Chi scrive ebbe l’opportunità, nel 2001, di vedere quello spettacolo, e ricorda tutt’ora la suggestione della sua poesia venata di sottile humour e ironia intelligente, unitamente allo stupore per la rivelazione di un insospettato deserto (nella fattispecie, quello che negli States va dall’Arizona alla California) brulicante di vita, ricco di forme e di colori.
Nato per spazi al chiuso (di cui mantiene la cifra) su commissione dell’Arizona Ballet a Moses Pendleton come breve pièce, di aggiunta in aggiunta arrivò nella sua forma ottimale a New York nel febbraio del 2001 e, quindi, nell’estate, a Verona.

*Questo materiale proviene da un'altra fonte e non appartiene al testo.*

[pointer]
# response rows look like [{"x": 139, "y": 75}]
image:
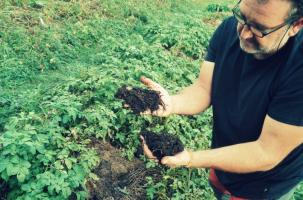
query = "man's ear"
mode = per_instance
[{"x": 296, "y": 27}]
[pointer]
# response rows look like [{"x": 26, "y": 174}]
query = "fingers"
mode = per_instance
[
  {"x": 149, "y": 83},
  {"x": 146, "y": 150},
  {"x": 169, "y": 161}
]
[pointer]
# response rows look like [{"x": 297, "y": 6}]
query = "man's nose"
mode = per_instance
[{"x": 246, "y": 32}]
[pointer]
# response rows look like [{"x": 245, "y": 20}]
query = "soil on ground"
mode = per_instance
[
  {"x": 140, "y": 100},
  {"x": 162, "y": 144},
  {"x": 119, "y": 178}
]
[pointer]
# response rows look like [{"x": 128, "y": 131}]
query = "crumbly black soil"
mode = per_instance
[
  {"x": 140, "y": 99},
  {"x": 162, "y": 144},
  {"x": 119, "y": 178}
]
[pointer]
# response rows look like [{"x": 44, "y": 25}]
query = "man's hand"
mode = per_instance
[
  {"x": 181, "y": 159},
  {"x": 166, "y": 99}
]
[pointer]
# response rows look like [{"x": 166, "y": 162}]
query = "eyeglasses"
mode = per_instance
[{"x": 256, "y": 31}]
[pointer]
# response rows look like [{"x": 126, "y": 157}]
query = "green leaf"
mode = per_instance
[{"x": 12, "y": 169}]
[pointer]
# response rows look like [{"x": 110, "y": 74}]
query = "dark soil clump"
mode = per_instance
[
  {"x": 162, "y": 144},
  {"x": 139, "y": 99},
  {"x": 119, "y": 178}
]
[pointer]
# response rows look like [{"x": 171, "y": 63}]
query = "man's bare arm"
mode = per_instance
[{"x": 276, "y": 141}]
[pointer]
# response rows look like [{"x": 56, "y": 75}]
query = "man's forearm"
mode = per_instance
[
  {"x": 240, "y": 158},
  {"x": 191, "y": 100}
]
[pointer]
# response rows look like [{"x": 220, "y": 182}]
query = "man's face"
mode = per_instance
[{"x": 263, "y": 16}]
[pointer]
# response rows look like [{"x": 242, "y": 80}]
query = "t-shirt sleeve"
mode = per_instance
[
  {"x": 215, "y": 42},
  {"x": 287, "y": 103}
]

Stupì e affascinò con i suoi straordinari ginnasti-ballerini, che volano, saltano, rimbalzano, assemblano e scompongono forme fantastiche o di un realismo trasfigurato, sfidando ogni limite gravitazionale, sempre ai limiti della fisicità; giocando con gli oggetti – ventagli, bastoni… — e attraversando la scena come saette su invisibili skateboard; nell’illusionistica e metamorfica evocazione di un caleidoscopico e cangiante mondo di insetti, rettili, fiori, proiettati nella luce e nei colori del giorno, della notte, dell’alba e del tramonto del superaffollato deserto.
Ora ci arriva con l’aggiunta, in apertura, di un “aereo” passo a due dedicato a Giulietta e Romeo, creato apposta per Verona quale omaggio a Shakespeare nel quarto centenario della morte. Un capolavoro di acrobatica eleganza e classica bellezza, eseguito tra aria e terra da Rebecca Rassmussen e Steven Ezra, e impreziosito da un raffinato light design.
Il resto dello spettacolo conserva alcuni dei quadri originari con l’inserimento di altri di sapore prettamente circense, mentre mostra una certa insistenza su tematiche tribali, coinvolgenti anche il deserto australiano. Senza rinunciare, peraltro, alle sorprese e agli effetti speciali, nei quali le luci di Joshua Starbuck, John Finen III e lo stesso Pendleton hanno un ruolo “magico”. L’insieme risulta così, come sempre, di altissimo pregio ginnico-coreografico-visuale, grazie anche ai costumi di Phoebe Katzin, ma nella sua ecletticità, riflessa anche nella scelta musicale, perde un po’ del magico incanto che ce lo aveva fatto tanto amare nella versione originaria.